Acute attention to the theme of human happiness and self-realization is permanent in Chekhov's writing. In many of his short stories, such as those constituting the "Little Trilogy," Chekhov's characters philosophize about happiness, its origins and foundation. However, it would be misleading to take the character's verbose expatiations in all good faith. In "Gooseberries," the narrator Ivan speaks of his brother's happiness with disgust and indignation, while the majority of the readers would probably evaluate his brother's life story as that of a successful self-made man. Therefore, it is hard to say whether Ivan's indignation tells the reader more about his brother or about Ivan himself.

The development of the theme of happiness in Chekhov's dramatic works, on the other hand, possess a unique characteristic of taking place in a clearly defined genre: comedy, drama, or merely scenes.

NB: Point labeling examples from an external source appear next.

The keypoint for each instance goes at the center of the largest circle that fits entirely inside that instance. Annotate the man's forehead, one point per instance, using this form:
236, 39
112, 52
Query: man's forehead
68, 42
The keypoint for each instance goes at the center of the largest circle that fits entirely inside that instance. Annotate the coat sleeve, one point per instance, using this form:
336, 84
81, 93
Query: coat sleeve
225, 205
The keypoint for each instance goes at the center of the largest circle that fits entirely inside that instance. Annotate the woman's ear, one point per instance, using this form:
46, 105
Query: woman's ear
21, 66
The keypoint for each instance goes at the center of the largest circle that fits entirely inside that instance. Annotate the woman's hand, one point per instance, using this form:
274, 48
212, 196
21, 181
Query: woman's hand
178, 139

Observing this categorization becomes especially interesting since the genre attached to the plays is not always self-evident1 . I suggest interpreting Chekhov's generic decision as a certain value judgment, where characters' overall happiness and self-realization are criteria distinguishing comedy from tragedy. This unorthodox approach to understanding the genre allows asking further questions, the first of them being, what is happiness а la Chekhov?

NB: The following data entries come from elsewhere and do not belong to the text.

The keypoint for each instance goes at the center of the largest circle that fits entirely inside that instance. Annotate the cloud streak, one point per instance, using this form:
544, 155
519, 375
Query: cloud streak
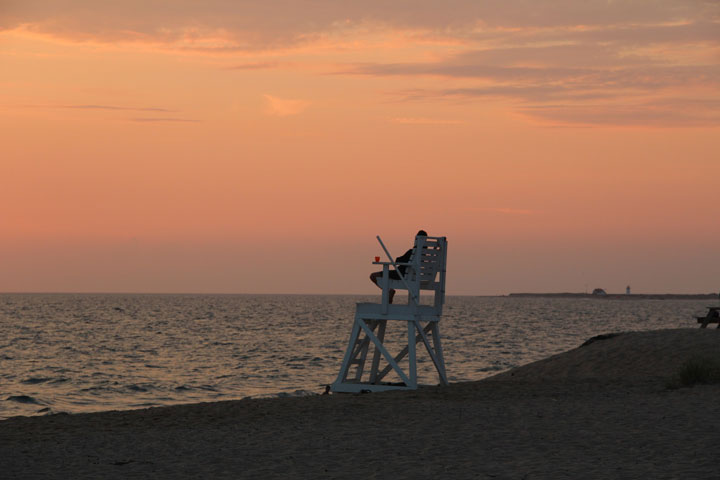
284, 107
552, 60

This work will argue that in Chekhov's plays, the happiness of a character largely depends on the character's self-realization in the natural for him or her mode of life. Revealing the author's characteristic psychological subtlety, Chekhov's plays demonstrate how behavior that is destructive for one person can be beneficial for another. Analyzing the material from his five major plays2 , I will concentrate on the aspect of human personality that I will call life economy. Using the examples from the plays, I will show how Chekhov's characters demonstrate conspicuously different approaches to life economy, how this approach is realized in their lives, and how remaining in their preferred life mode is largely responsible for their successful self-realization and, ultimately, happiness.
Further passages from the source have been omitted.